Real bravery is knowing that you’re risking your life for a worthy cause but doing it anyway.

Soldiers and police officers often do that. As two global stories — the Ebola outbreak and the Middle East conflicts — should remind us, so do reporters and doctors.

James Foley, a freelance journalist, knew he was going into harm’s way when he went to Syria to help tell that story. He disappeared in November 2012 and became the second Western reporter killed by Islamic extremists. He was beheaded by a militant with the Islamic State, which posted a horrific video last week. Listening to his parents talk of their pride for him and his work, you had to grieve with them.

Foley’s executioner said he was being killed in retaliation for U.S. airstrikes that have stalled the brutal group’s advance. Earlier, however, Islamic State representatives were reportedly seeking a $132 million payment for his release. The U.S. government, unlike some in Europe, is rightly refusing to pay ransoms to terrorist groups because that only encourages more kidnappings and helps finance their operations. U.S. special forces attempted to rescue him and other Americans held captive in Syria last month, but the captives had been moved.

As of late last week, 32 journalists have been killed because of their work or while on assignment, including 14 in a military conflict, says the Committee to Protect Journalists. That follows 70 last year, including 25 on a battlefield.

Doctors, meanwhile, are fighting a war against the largest Ebola outbreak in recorded history.

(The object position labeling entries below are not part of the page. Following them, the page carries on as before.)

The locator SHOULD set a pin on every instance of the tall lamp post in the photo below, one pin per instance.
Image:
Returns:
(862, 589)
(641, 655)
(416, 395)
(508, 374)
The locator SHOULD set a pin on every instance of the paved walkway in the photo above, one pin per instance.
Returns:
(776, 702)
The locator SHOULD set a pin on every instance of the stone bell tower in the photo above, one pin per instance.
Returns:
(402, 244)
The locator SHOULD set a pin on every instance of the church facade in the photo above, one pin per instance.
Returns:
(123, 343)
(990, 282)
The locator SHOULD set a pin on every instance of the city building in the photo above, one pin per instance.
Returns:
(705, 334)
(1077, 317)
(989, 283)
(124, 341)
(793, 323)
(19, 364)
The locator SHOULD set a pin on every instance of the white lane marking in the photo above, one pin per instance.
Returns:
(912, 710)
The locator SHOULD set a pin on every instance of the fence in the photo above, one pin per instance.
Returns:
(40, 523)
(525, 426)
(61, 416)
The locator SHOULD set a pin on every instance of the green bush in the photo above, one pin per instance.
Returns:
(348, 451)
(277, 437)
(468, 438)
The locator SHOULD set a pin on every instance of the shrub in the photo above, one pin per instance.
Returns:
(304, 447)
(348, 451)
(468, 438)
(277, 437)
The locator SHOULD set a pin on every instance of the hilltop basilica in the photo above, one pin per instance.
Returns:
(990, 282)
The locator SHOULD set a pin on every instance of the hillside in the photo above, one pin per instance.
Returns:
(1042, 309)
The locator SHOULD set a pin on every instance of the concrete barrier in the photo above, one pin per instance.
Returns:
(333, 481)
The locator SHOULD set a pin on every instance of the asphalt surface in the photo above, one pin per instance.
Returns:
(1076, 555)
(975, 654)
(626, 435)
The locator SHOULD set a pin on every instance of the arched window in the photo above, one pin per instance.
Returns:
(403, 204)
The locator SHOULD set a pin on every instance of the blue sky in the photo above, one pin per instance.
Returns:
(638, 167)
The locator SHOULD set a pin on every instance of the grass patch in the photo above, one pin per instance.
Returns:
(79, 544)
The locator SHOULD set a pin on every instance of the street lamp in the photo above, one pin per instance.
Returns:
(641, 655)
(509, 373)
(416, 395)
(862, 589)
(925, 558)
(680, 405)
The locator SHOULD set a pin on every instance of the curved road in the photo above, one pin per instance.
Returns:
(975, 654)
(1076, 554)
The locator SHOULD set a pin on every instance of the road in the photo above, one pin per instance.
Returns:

The death toll in West Africa has topped 1,200, but the World Health Organization says the true number may be vastly higher.

Health workers from the U.S. and Europe know the dangers, but they’re going to West Africa anyway. To heal their patients, they have to get close to the highly contagious, deadly virus. Even with the best of precautions, they sometimes get infected.

They’re also having to combat fear and threats from local residents, who blame them for the spread of the virus. Yet, these volunteers from Doctors Without Borders and other humanitarian groups are badly needed because these nations had very few doctors even before this plague, and dozens of health workers have been among the victims.

Last week, however, there was the nearly miraculous sight of Kent Brantly walking out of an Atlanta hospital. The Texas doctor had been infected in Liberia, where he had gone on a mission with Samaritan’s Purse. It took an emergency airlift, the best possible treatment for nearly three weeks and an experimental drug for him to recover.

Like many doctors — and, yes, reporters — Brantly sees his work not just as a profession, but as a calling. They are so drawn, in fact, that they are willing to put their lives on the line. We ought to be humbled by that courage.

This editorial appeared Aug. 22 in the Sacramento Bee.